= Severita Lara =

Mexican-American political activist (born 1952)

Severita Lara (born February 6, 1952) is a Mexican-American political activist from Crystal City, Texas. She is known as a leader of the 1969 Crystal City High School student walkout. She ran for county judge in 1986 and was elected into the city council of Crystal City in 1992.

== Early life ==
Lara grew up speaking Spanish and was enrolled in a preschool program in which she had to write, speak, and read in Spanish. She attended Zavala Elementary School in a zero bola program, which was comparable to being in a grade below zero that was created for all Mexicans, regardless of their English proficiency. During her junior high school days, her father continued to object speaking Spanish in school, with the assistance of the principal, and was punished by being sent to the library. However, this helped develop a love for literature. Lara attended Crystal City High School, a school with a predominantly Chicano student body.
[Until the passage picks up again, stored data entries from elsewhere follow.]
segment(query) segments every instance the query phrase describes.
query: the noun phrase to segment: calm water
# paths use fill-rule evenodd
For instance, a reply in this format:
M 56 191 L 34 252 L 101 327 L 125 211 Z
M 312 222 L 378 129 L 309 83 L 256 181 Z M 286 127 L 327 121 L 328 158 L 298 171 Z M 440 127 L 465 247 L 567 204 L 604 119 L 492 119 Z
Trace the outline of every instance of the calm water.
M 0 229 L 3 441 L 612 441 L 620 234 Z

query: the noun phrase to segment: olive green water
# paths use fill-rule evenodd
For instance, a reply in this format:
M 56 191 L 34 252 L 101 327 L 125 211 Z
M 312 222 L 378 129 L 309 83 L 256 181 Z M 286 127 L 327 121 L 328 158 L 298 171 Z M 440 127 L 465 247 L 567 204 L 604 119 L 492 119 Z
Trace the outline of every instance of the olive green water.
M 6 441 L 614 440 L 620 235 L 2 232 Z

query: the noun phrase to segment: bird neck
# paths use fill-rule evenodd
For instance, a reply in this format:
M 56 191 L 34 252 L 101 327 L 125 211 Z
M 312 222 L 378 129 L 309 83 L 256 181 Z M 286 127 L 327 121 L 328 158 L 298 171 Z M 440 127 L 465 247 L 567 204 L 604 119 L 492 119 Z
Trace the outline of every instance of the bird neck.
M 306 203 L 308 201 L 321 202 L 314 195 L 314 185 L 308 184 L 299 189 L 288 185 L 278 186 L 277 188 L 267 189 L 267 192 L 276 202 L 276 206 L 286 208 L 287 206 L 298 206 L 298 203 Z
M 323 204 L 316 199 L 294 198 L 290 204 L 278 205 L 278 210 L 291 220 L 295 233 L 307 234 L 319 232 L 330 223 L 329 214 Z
== Crystal City High School walkout ==
Despite the school having a majority Chicano population, students were aware of inequality in the school system such as segregation and under representation in the cheerleading squad. Alumni of Crystal City High School and Jose Angel Gutierrez, Mexican American Youth Organization (MAYO), attempted to present a list of demands by the students at a school board meeting; however, the school board did not listen and adjourned the meeting and did not listen. Lara drew up a petition to the school board with the support of students' parents, but the board failed to acknowledge their demands. This resulted in 500 students walking out of school the first day of the walkout and going upwards to 1,700 students ranging from elementary to high school participating in the walkout. In the end, the walkouts proved successful and the school board listened to the students' demands.

== Life after the walkout ==
Lara would later graduate high school and attend St. Mary's University obtaining her bachelor's degree i biology alongside majoring in Chemistry. Afterwards, obtained a scholarship from Becas de Aztlan and attended the medical school from Universidad Autónoma Metropolitana in Mexico City. She settled in Crystal City in 1984 obtaining a job within Crystal City High School teaching biology, chemistry, and physiology later becoming the school librarian.

== Political career ==
Lara ran for county judge in 1986 under the Democratic Party winning the runoff, but losing to the recount without appeal. She declined to run again when her health began to decline. Afterwards, she led a successful campaign to win a position in the city council of Crystal City and appointed mayor the following year. Her first priority was to create a recreation center called Mexico Chico. She would be unsuccessful in her recall election in 1996 declining to run for another term.

== Later life ==
Lara would retire from politics in order to obtain her master's degree. She created grants to fund the arts and recreations for children. As a teacher, Lara continued to teach students in Crystal City about the importance of the Chicano movement.